Assumptions and deviations

• Dose units. The model accepts elemental Pt in mg. To dose with cumulative cisplatin in mg, multiply by 195.08 / 300.05 = 0.6502 (Pt atomic weight / cisplatin formula weight). This matches the paper’s note “cumulative cisplatin dose (mg/m^2, converted to amount Pt in mg)”.

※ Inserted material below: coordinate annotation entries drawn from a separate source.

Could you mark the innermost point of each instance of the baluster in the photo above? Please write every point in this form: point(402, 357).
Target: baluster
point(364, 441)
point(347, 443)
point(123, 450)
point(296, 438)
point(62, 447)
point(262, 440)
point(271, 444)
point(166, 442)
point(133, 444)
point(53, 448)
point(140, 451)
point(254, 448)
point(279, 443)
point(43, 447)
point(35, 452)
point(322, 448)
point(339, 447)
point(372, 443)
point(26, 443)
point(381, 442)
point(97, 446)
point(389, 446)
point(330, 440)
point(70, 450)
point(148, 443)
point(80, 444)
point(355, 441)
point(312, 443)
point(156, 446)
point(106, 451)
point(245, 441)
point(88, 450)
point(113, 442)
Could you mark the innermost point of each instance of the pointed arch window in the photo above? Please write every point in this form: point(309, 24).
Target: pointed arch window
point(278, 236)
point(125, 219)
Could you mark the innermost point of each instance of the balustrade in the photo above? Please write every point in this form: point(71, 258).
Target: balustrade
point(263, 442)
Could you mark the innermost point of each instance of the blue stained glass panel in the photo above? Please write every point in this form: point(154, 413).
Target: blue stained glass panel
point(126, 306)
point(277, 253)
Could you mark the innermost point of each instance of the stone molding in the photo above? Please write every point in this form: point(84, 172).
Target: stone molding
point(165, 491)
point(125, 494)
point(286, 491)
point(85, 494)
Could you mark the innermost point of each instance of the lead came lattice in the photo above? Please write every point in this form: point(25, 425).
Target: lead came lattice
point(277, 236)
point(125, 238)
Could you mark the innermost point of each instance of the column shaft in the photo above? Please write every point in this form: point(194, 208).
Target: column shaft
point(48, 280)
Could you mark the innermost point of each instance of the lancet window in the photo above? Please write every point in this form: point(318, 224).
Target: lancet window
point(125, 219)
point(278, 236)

• Initial time point. The popPK analysis was restricted to the fraction of Pt remaining in the body after the rapid pre-measurement urinary phase (Boer 2015 Methods, “population PK analysis”). The model’s t = 0 is therefore the end of cisplatin chemotherapy (the 9-12 week treatment window is treated as negligible relative to the 1-13 year follow-up), and F1 (fdepot) captures the small fraction (~0.016%) of administered Pt that survives the initial urinary-excretion phase to enter the long-term distribution.
• No covariates. Boer 2015 tested age, weight, height, BMI and body surface area in covariate screening and did not retain any in the final model (Results, “population PK model”). The model has no covariate-effect parameters. Three demographic covariates were recorded in the source dataset and screened (AGE, WT, HT); they are kept in covariatesDataExcluded rather than covariateData so they are not flagged as declared-but-unused by checkModelConventions().
• Residual error magnitude. Suppl Table S1 does not list a numeric SD for the residual error; the main-text statement “Proportional residual error in the final model was 34%” is interpreted as the CV of a proportional error and encoded as propSd <- 0.34.
• Pt clearance pathway. The model assumes Pt is cleared solely via urinary excretion (Boer 2015 Methods, “population PK analysis”); the urinary excretion rate in the source dataset was fit simultaneously with serum Pt as CL x Cc. The packaged nlmixr2lib model exposes the serum compartment only; users needing the urinary excretion rate can compute it post hoc as cl * Cc * 1e-3 (mg/day, with Cc in ug/L converted back to mg/L).
• Bioavailability compartment. Apparent F1 is applied via f(central) <- fdepot because the source structural model is an IV bolus with no absorption phase. The canonical lfdepot / fdepot parameter name is retained even though no depot compartment is declared, to match the nlmixr2lib bioavailability convention and checkModelConventions() expectations.